Facebook and Fractals

I’m kinda new to Facebook and learning about social media the way most of us are; diving in and skinning our knees along the way.

I think it is really interesting the way such a simple concept like Facebook can be so viral. You start out by simply signing up and searching for a few friends or someone sends you a friend invite. From there it miraculously grows into a beast of its own, all based on the simplest of ideas; share stuff with some friends.

“I think it’s kinda like Fractals. Have you ever thought about it that way?”

“What the hell is a Fractal?” my friend asked.

“You know what a fractal is!”

“No…. I have never heard that word before.”

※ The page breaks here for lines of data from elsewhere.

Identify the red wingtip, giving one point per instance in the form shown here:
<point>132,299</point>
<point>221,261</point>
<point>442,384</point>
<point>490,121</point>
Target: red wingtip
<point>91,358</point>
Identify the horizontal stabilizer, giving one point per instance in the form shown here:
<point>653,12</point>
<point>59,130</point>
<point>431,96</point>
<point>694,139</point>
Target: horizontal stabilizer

So I gave him my simplest explanation:

“A fractal is one of the most beautiful images in the world. It replicates itself to true infinity. The closer and closer you look at it, the more complexity you see. And it all comes from the simplest math equation in the world.”

Get it? Facebook and nearly all social media are based on the simplest of ideas yet they create incredibly complex outcomes. Chaos Theory at its best.

I have been fascinated with Fractals for more than a decade. Not just their beauty, but deeply intrigued with the concept of simplicity creating and explaining the infinitely complex?

Simple but infinitely complex; like E= MC**2, where energy and matter are interchangeable.

I asked three more friends if they knew what a fractal was. They all said no.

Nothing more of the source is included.